Yesterday, the Union Cabinet had approved the creation of a new Cabinet Committee on Investment (CCI) in the place of the proposed NIB. The NIB had been proposed by the finance ministry as a new super-clearance agency to quickly grant all clearances, especially green clearances, to large infrastructure projects.
Some time back, CSE had strongly rebutted the ministry’s claim that green clearances are leading to inordinate delays in infrastructure projects. CSE had also rejected the proposal to set up the NIB, which was expected to dismantle the regulatory systems for green clearances.
CSE has recently released data on the scale and pace of environment and forest clearances given during the 11th Five Year Plan (April 2007-March 2012). The study looks at four key sectors – thermal power, cement, iron and steel and mining – and comes out with hard data to prove that the scale of clearances has been nothing less than “unprecedented”.
CSE director general Sunita Narain had commented: “The analysis of this data clearly shows that the ministry of environment and forests (MoEF) has not been an impediment to infrastructure development. Instead, it has granted massive numbers of clearances, which are today jeopardizing environmental security. This is also making a complete mockery of our regulatory systems. Why, therefore, do we need the NIB?”
Keeping the latest development in mind, Chandra Bhushan points out that “there is now a greater need to make the environment ministry stronger, to make its clearance and monitoring systems more transparent and effective”.
What needs to be done: the CSE agenda
CSE has proposed a detailed reform agenda to strengthen the green clearance system so that it can work for people and the environment. “We believe this reform will not only reduce the high transaction costs and delays being caused to the industry, but will also make industries more accountable. It is not in the interest of the environment to perpetuate a corrupt system,” said Narain.
Reform the system:
Consolidate all clearances – environment, forest, wildlife, coastal -- so that project impact is fully understood and decisions taken. Fragmentation is not only adding to delays, but also to poor decision-making.

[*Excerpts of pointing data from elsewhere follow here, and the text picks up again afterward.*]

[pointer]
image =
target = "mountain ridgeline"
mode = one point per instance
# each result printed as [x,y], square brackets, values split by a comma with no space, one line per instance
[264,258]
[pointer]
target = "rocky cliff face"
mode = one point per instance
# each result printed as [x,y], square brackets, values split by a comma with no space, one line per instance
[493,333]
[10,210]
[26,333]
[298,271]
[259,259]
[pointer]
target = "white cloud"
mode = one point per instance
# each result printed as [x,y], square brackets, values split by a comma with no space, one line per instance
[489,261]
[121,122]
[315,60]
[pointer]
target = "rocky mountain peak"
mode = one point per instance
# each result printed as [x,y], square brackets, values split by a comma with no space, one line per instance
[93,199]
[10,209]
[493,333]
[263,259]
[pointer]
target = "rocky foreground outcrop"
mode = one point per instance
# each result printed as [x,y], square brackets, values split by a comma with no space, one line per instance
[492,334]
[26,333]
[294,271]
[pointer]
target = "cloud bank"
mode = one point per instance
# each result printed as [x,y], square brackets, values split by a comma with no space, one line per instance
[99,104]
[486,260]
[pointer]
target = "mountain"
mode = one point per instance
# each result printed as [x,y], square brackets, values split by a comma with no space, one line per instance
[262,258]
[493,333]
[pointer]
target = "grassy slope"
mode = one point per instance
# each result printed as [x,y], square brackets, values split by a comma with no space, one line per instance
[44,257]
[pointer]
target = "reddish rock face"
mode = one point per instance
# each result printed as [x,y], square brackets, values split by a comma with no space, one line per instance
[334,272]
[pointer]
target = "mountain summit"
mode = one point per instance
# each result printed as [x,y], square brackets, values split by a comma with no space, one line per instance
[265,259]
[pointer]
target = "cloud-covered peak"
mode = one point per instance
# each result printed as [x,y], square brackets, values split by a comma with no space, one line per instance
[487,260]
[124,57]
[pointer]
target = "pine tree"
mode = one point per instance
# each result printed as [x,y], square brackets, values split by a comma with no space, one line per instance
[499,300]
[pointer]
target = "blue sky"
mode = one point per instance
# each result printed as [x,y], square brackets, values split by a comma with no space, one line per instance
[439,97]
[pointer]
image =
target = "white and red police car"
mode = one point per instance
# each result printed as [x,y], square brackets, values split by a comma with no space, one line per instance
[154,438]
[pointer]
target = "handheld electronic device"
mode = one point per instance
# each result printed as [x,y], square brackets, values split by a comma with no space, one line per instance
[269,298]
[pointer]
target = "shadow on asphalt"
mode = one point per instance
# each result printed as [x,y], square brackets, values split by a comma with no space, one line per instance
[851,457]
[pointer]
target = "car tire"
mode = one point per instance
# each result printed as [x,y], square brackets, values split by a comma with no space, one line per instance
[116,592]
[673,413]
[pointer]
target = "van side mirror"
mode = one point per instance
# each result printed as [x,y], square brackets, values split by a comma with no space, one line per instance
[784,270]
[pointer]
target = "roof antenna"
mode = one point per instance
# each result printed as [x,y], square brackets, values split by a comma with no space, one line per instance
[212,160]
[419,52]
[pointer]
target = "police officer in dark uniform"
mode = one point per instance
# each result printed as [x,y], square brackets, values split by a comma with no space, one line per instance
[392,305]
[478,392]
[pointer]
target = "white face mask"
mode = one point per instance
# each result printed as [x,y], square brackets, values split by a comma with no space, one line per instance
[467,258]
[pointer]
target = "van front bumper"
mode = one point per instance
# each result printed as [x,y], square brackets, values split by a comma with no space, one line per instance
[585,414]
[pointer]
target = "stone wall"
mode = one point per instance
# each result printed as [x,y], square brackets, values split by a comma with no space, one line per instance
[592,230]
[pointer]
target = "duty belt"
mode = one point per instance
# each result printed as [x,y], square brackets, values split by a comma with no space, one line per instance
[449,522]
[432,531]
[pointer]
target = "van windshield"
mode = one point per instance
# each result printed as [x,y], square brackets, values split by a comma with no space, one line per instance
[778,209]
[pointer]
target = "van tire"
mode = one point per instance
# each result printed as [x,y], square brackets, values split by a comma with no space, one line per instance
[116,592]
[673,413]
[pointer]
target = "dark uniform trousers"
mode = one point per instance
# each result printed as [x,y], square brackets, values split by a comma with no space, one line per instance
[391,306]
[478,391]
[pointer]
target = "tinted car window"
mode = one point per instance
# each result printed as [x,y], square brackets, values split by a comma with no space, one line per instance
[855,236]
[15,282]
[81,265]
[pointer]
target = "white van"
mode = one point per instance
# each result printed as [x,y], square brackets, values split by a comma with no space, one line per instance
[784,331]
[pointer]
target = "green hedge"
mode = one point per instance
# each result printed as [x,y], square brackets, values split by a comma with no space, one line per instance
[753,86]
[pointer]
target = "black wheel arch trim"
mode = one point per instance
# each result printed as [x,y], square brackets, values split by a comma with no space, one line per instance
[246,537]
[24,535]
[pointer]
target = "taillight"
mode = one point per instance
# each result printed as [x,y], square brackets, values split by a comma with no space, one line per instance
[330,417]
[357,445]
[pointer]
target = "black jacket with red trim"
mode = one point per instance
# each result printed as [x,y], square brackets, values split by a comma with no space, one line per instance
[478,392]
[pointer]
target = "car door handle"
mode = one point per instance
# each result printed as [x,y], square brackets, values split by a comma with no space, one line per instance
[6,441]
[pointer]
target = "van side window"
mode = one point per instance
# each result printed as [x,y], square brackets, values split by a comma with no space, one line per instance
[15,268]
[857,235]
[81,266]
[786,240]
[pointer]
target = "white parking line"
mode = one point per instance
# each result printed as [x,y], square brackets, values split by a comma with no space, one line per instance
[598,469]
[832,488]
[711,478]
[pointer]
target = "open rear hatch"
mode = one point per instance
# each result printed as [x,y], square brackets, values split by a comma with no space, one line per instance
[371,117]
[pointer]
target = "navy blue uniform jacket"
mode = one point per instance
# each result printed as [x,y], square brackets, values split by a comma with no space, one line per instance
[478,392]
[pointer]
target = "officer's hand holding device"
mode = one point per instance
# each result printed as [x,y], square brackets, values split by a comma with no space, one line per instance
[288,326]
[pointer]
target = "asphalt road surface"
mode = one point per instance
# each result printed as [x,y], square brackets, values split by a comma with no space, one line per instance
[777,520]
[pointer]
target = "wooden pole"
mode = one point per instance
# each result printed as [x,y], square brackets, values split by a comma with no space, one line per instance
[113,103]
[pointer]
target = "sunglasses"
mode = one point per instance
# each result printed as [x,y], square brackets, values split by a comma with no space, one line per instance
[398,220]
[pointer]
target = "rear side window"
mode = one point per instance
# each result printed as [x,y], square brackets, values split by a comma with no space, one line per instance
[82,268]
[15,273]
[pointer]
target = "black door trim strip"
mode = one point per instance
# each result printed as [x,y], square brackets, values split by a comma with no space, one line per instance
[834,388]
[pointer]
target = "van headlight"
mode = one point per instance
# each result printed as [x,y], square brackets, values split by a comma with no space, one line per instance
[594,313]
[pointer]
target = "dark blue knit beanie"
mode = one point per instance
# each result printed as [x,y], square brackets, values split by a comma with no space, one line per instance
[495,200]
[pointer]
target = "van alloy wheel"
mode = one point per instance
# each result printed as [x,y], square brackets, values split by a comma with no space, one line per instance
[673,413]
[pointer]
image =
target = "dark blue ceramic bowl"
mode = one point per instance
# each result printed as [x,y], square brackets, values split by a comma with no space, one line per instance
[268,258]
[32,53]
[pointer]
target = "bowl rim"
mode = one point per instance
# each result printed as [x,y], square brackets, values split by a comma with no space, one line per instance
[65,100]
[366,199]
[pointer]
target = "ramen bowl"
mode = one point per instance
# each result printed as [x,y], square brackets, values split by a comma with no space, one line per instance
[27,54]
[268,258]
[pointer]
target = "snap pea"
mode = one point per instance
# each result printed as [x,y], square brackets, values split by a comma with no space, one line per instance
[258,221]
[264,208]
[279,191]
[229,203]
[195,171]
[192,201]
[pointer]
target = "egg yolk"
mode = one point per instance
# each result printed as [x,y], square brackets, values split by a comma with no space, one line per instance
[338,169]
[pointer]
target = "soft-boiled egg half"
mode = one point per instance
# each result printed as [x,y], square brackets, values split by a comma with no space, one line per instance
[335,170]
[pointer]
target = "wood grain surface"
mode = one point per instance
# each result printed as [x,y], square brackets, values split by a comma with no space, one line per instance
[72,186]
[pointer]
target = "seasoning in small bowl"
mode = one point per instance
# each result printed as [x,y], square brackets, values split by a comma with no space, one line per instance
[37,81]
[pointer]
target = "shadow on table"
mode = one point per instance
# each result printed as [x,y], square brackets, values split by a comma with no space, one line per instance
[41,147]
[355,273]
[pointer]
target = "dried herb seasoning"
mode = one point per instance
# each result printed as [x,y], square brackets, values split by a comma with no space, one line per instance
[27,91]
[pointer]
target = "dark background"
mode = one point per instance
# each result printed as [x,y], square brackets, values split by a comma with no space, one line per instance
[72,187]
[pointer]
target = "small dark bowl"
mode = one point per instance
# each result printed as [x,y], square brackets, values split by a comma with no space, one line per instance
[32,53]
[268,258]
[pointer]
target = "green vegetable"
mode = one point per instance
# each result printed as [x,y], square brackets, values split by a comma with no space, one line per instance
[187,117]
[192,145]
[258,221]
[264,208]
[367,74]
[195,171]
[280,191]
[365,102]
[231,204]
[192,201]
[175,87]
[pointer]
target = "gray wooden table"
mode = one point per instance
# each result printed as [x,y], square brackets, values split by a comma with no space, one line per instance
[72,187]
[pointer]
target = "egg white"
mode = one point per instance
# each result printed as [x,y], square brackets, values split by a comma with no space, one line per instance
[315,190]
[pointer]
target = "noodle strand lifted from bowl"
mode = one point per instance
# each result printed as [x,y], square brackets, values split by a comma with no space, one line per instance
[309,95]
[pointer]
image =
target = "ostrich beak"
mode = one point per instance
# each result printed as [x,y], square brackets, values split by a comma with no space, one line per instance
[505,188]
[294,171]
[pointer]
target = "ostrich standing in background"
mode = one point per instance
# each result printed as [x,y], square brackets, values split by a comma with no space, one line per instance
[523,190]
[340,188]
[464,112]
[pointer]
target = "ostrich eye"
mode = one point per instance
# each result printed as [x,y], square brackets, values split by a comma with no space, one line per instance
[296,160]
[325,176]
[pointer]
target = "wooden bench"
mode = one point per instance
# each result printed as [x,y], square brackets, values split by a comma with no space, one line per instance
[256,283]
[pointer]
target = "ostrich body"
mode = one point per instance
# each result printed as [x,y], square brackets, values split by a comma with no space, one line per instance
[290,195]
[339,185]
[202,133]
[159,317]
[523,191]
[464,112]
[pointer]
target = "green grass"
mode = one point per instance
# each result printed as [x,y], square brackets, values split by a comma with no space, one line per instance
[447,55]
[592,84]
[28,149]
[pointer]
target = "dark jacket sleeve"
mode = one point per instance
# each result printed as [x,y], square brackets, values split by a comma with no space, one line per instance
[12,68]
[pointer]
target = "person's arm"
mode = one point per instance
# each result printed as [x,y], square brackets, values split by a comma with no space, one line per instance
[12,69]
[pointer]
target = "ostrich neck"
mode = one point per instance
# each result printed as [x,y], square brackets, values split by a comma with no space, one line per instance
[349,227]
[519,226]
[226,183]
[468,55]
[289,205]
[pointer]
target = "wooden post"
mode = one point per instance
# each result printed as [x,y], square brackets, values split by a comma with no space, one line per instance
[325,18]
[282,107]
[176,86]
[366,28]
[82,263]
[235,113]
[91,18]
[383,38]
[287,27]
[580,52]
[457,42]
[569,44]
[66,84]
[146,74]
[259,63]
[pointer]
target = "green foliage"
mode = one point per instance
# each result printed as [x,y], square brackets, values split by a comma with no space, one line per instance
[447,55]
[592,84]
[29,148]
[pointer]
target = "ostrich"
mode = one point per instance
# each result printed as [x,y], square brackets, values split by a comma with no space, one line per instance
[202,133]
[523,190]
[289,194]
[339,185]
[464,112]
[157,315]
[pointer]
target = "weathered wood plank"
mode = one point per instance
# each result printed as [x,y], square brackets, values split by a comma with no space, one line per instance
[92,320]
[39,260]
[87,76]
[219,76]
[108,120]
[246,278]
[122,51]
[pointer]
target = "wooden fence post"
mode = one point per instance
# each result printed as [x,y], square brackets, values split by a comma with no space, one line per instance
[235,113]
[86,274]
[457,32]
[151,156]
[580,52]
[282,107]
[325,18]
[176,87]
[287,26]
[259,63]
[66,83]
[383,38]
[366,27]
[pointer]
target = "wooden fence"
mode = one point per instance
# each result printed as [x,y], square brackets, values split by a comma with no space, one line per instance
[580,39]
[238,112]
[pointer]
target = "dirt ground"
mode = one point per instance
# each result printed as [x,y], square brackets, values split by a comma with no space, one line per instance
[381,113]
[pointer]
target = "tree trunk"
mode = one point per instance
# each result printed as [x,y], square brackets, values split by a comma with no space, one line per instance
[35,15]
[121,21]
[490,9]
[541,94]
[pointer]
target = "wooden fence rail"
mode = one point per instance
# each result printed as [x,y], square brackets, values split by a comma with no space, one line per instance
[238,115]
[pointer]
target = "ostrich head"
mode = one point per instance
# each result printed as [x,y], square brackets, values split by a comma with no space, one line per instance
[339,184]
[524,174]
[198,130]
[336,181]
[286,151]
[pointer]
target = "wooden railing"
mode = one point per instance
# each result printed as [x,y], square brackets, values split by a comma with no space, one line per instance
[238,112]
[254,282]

Prepare one comprehensive impact assessment document covering all aspects for all clearances.
Track projects through one unique number so that all clearances are linked and impacts considered.
Make project appraisal committees accountable for their decisions. Bad decisions must lead to consequences.
Integrate the processes and procedures followed by the State Pollution Control Boards and the MoEF. Synchronise resources of all agencies; make local agencies responsible for monitoring and compliance.
Put all project documents in the public domain; transparency is crucial.
Says Narain: “The present system of granting forest clearance is clearly not working. Forest clearances are being granted without considering the impact of forest diversion on forests, wildlife, water and the community.”
She adds: “No impact assessment reports are prepared, nor is the ecological and economic value of forests evaluated. In fact, there is no system in place to check the veracity of information based on which forest clearances are granted. There is a need for fundamental reform in the forest clearance process if we want to safeguard the ecological integrity of the country.”
CSE has, therefore, recommended a complete stop to this process until a transparent and effective system is put in place.
Ensure the EIA report is complete and correct. This will bring down the delays.
Reject the project if the EIA is inadequate or wrong – a zero tolerance policy must be in place. Also, blacklist the EIA consultant.
Move towards cumulative EIA so that projects are cleared on the basis of their carrying capacity.
Track all projects in terms of district pollution load and river-basin impacts.
Revise the MoEF’s EIA notification to stipulate that it will only clear projects after considering the cumulative impact.
Ensure cumulative EIA by an independent agency, paid through cess or other public funds and not by industry.
Deepen the process of public assessment and scrutiny by putting all data in the public domain.
Strengthen the public hearing process.
Set up systems for community monitoring and periodic reporting on the clearance conditions.